日本は「健康寿命が世界トップクラス」の国である。
これはすなわち、20代~40代で積んだビジネス経験を活かし、セカンドキャリアとして花開かせるための時間的猶予が長くなったことを意味する。
であれば、「上の世代はもっと悠々自適な老後を過ごせていたのに…」と嘆くより、老後も働きつづけるという選択に向け、できるだけ早いうちから自分の強みを発揮するためのセカンドキャリアを着実に作っていくほうが建設的だ。
■元ソニー社員が起業のために考え抜いた4年間の全貌
では実際、どのように自分の強みを発揮できるセカンドキャリアを作ればいいのか。
そこであがってくるのが「起業」という選択肢だ。自分のやりたいことをビジネスにして、社会に寄与する。ビジネスマンの一つの到達点といえよう。 しかし、起業にはリスクがつきもの。成長し続け、儲け続けることのできる会社を作らなければいけない。
そこで参考になるのが、『事業に失敗しないための 起業家宣言』(こう書房刊)の著者である小室雄次さんのケースだ。
小室さんは、29年間勤めたソニーマーケティングを51歳で退職。小樽商科大学大学院アントレプレナーシップ専攻に入学し、2年間でMBA理論を習得し、53歳のときに起業。社内事業として立ち上げた太陽光発電事業「サンエコ北海道」の2016年度における累計売上高は20億円間近にまで成長を遂げている。

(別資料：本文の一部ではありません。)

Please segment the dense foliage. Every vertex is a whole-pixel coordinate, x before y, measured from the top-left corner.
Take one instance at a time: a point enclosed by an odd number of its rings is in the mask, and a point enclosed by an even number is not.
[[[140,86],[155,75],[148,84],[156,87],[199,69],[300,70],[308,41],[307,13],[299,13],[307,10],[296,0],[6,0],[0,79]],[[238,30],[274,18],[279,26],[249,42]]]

つまり彼は、起業という形で「儲かるセカンドキャリア」を実現させたわけである。
そして本書を読むと、この成功が、50歳までソニーにいたときの経験の蓄積と4年間という長い準備期間に裏打ちされていることが分かる。(「シニア起業家の開業準備期間は平均6.1ヶ月」(※)というデータがあり、それと比較しても長い時間を準備したことがわかるだろう)
■53歳でのMBA理論習得がもたらした効果
では、小室さんはその4年間をどのように過ごしたのか。
本書によれば、最初の1年で独立を考えはじめ、次の2年間でMBAを学び、最後の1年でじっくりと時間をかけてビジネスプランを練り上げていったという。
ここで注目したいのは、MBAの取得前後で、彼のなかにどのような「変化」や「手ごたえ」が生まれていったかという点だ。
小室さんいわく、創業のビジネスアイデアを選定するにあたって決定的に重要なのは、「自己実現の目的を明らかにする」「自分の強みを活かす」「市場が求めているものを探し出す」という3つのプロセス。
そして彼の場合、特に最初の二点において、MBAを学んだことが功を奏した。
まず、「自己実現の目的を明らかにする」についてだが、MBAで学ぶ経営理論とソニーでの経験を融合させていくうち、小室さんのなかで、「地元である北海道の経済に貢献したい」という起業の目的がクリアになっていった。
実地経験と理論との両方を兼ね備えたスキルを活用することで、次世代の営業マンを育てたり、地元企業の活性化サポートができることに気づいていったわけだ。
また、もうひとつ大きかったのは、「自分の強みを活かす」についても、MBAでの学びが機能したこと。